A "compound filter" that looks like a single filter to SlateDB but internally
contains multiple sub-filters (e.g., `filter_2_start_idx, filter_1_bytes,
filter_2_bytes`) was also discussed as a complementary approach for cases like
different filter strategies per key subset — to be explored further in code.

### Should range scan filtering be added?

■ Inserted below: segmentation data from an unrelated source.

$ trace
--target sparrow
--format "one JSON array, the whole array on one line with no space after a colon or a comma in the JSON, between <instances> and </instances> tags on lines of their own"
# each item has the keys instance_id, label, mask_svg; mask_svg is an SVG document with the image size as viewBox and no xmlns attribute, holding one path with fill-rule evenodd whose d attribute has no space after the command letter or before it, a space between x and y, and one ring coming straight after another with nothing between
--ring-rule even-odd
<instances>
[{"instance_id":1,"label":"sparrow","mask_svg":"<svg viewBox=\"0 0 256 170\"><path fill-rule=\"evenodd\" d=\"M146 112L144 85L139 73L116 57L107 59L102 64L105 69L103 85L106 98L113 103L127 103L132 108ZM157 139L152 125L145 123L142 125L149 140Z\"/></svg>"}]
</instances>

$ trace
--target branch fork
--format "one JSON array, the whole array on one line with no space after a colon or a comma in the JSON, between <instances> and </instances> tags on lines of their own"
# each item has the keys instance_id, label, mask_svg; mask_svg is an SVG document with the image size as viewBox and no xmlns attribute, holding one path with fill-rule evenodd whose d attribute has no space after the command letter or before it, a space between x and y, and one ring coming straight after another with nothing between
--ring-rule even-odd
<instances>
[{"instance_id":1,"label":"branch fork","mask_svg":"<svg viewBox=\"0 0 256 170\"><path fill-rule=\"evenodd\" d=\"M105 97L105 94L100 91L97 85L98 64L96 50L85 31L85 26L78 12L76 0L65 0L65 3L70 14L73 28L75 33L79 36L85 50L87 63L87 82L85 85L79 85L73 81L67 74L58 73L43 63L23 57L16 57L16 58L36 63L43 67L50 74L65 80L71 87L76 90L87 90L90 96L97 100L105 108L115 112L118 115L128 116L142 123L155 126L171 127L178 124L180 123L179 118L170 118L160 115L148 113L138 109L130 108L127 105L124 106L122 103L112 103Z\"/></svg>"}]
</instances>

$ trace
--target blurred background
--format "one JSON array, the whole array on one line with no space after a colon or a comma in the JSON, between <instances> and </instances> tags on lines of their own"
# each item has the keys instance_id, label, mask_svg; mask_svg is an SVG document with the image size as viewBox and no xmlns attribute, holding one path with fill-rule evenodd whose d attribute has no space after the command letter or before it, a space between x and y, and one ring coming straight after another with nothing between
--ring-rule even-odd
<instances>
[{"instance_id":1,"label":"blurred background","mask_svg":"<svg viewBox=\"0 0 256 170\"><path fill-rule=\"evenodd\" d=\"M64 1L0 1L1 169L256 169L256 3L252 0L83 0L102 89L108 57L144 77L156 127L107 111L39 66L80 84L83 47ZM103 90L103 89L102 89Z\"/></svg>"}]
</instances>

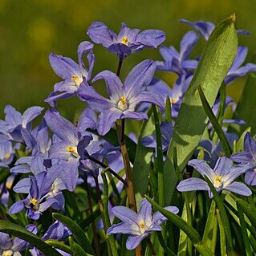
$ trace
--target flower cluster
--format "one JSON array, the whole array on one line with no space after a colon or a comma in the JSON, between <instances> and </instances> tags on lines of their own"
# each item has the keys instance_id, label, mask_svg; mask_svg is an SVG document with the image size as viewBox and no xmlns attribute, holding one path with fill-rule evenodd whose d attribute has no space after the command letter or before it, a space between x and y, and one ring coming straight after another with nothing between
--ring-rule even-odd
<instances>
[{"instance_id":1,"label":"flower cluster","mask_svg":"<svg viewBox=\"0 0 256 256\"><path fill-rule=\"evenodd\" d=\"M202 137L193 148L194 154L192 158L191 156L186 156L185 167L180 173L182 181L177 187L176 177L173 177L171 189L177 188L175 193L178 195L178 200L165 198L165 191L170 189L169 187L164 187L165 175L169 172L166 171L165 166L169 167L169 162L175 160L175 157L169 157L173 136L176 136L176 140L181 146L189 144L182 138L177 139L177 129L181 125L177 117L184 96L194 78L197 66L200 66L201 56L191 59L191 53L200 35L206 41L211 40L215 27L214 24L203 21L190 22L183 19L181 22L192 26L197 33L190 30L184 35L180 51L173 46L160 46L165 39L161 30L150 29L141 31L122 23L120 33L116 34L103 22L95 22L87 32L92 43L83 41L78 47L78 63L67 57L50 54L50 64L62 79L54 85L53 91L45 100L50 109L44 111L43 108L35 106L21 114L14 107L7 105L4 110L5 120L0 120L0 168L3 172L0 185L0 206L1 209L2 206L9 211L8 214L3 214L2 218L12 218L16 223L26 226L30 233L41 238L43 242L51 239L47 242L51 244L52 240L56 240L53 246L62 255L67 256L74 251L80 253L82 250L84 254L95 251L95 254L100 255L99 245L102 242L100 242L99 238L104 239L104 236L102 234L98 235L100 231L94 222L99 217L98 212L100 212L106 237L109 236L111 240L114 239L113 234L128 234L126 248L136 249L136 256L139 256L142 255L138 251L142 250L140 243L143 239L155 231L160 234L162 231L161 226L167 220L172 221L172 216L175 217L173 223L179 223L184 228L184 221L182 222L181 217L175 215L179 213L178 208L164 207L173 205L174 201L173 204L179 204L180 209L182 209L181 202L178 202L181 201L180 192L201 190L199 193L205 197L205 201L210 201L213 193L209 183L204 181L205 177L218 193L223 192L223 197L227 193L236 193L241 198L254 196L253 186L256 185L256 141L250 132L245 132L242 136L238 132L230 132L230 129L227 128L230 124L235 124L242 129L242 125L245 122L240 120L241 116L239 120L232 118L236 107L233 99L226 96L223 99L222 95L218 95L212 112L221 126L226 124L221 131L226 136L224 142L235 145L229 148L231 156L223 154L223 136L219 136L221 139L219 140L213 125L209 122L207 125L205 124L204 133L203 131L198 132ZM247 34L243 30L242 33ZM105 70L94 74L96 59L93 43L101 44L111 53L117 54L119 66L116 73ZM146 47L156 49L159 46L163 60L145 59L130 71L124 81L121 80L121 67L130 54ZM238 77L256 71L256 64L242 66L247 51L246 47L238 48L230 71L225 78L223 76L224 90L225 85L231 83ZM85 56L87 64L83 62ZM155 77L156 74L161 75L162 72L177 75L177 79L172 87ZM95 84L101 80L106 84L106 97L95 89ZM55 108L58 100L74 95L84 102L87 108L73 123L62 116ZM39 119L43 112L39 124L35 126L34 120ZM141 133L138 136L125 135L125 119L144 120ZM156 132L152 128L152 122ZM116 130L113 128L115 124ZM196 131L197 127L194 129ZM236 141L238 140L240 144L243 142L243 148L238 148L237 152ZM135 170L141 170L142 174ZM183 171L186 173L184 179ZM136 184L141 181L141 185L134 188L134 180ZM124 192L124 189L126 192ZM156 208L159 211L152 213L152 204L142 197L145 193L149 201L149 197L155 198L154 201L159 205L156 203L156 206L159 207ZM195 201L192 204L194 208L198 206ZM124 206L126 205L129 207ZM140 205L138 212L136 205ZM181 214L182 217L185 215L188 221L189 217L197 217L194 210L186 209L190 207L189 203L186 201L184 205L185 211ZM230 211L234 210L232 207ZM17 216L22 216L21 212L24 209L26 210L27 218L19 220ZM164 216L161 213L162 210L164 213L169 211L169 214ZM59 221L45 223L45 220L51 221L51 214L56 211L67 216L59 219L65 226ZM232 213L233 215L236 213L237 210ZM115 217L121 222L118 222ZM30 221L39 226L29 224ZM192 225L192 221L189 224ZM205 223L200 225L205 226ZM191 226L191 229L193 228ZM164 230L163 236L160 234L157 238L161 246L169 251L166 238L171 236L173 231L171 230L168 232ZM93 233L93 246L91 245L92 239L86 241L87 237L83 231ZM254 232L251 233L253 235ZM81 238L79 238L79 235ZM228 238L229 235L227 234ZM67 237L71 237L67 242L68 246L63 243ZM118 240L118 235L116 237ZM108 243L108 250L109 248L113 250L113 255L116 256L118 254L115 251L118 250L116 244L119 242L109 242L108 238L104 242ZM194 242L193 238L189 237L189 239ZM156 238L155 240L156 246L158 241ZM154 245L151 244L150 238L148 241L152 254L156 254ZM194 242L197 243L198 241ZM187 247L189 247L189 242ZM29 248L31 255L43 255L34 245L0 233L2 255L21 255L19 252L26 248Z\"/></svg>"}]
</instances>

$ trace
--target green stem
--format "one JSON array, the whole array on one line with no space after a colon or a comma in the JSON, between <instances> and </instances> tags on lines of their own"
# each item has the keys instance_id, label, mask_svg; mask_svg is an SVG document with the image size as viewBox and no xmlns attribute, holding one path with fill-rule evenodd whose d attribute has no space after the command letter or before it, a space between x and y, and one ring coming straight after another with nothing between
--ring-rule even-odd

This RFC only adds prefix-based SST filtering. Range scan filtering (skipping
SSTs based on arbitrary range bounds) is not included but can be added with the
current design — a `FilterQuery::Range` variant and a range-aware filter policy
would slot into the existing `might_match` dispatch without structural changes.
The read path would need to pass the full scan range bounds to the filter
instead of just a prefix.

## References

- [Issue #1334: Improve prefix scan performance with filtering](https://github.com/slatedb/slatedb/issues/1334)
- [Issue #1302: High scan operation latency](https://github.com/slatedb/slatedb/issues/1302)
- [LevelDB FilterPolicy](https://github.com/google/leveldb/blob/main/include/leveldb/filter_policy.h)
- [RocksDB Bloom Filter wiki](https://github.com/facebook/rocksdb/wiki/RocksDB-Bloom-Filter)
- [RocksDB Prefix Seek](https://github.com/facebook/rocksdb/wiki/Prefix-Seek)
- [DIVA: Dynamic Range Filter for Var-Length Keys (VLDB 2025)](https://www.vldb.org/pvldb/vol18/p3923-eslami.pdf)
- [SuRF: Succinct Range Filters (SIGMOD 2018)](https://dl.acm.org/doi/fullHtml/10.1145/3375660)

## Updates

- **2026-04-21** — Reworked `PrefixExtractor` to collapse `in_domain`
  and `prefix_len` into a single method
  `prefix_len(&FilterTarget) -> Option<usize>`. The `FilterTarget`
  argument lets the extractor distinguish a complete key (`Point`) from
  a scan prefix (`Prefix`), so extractors that inspect bytes beyond the
  scan prefix (e.g., last-delimiter) can return `None` for `Prefix`
  while still extracting for `Point`. As a result, `might_match` now
  filters point lookups via the extracted prefix when
  `whole_key_filtering = false`, and prefix scans may truncate
  over-length scan prefixes and probe.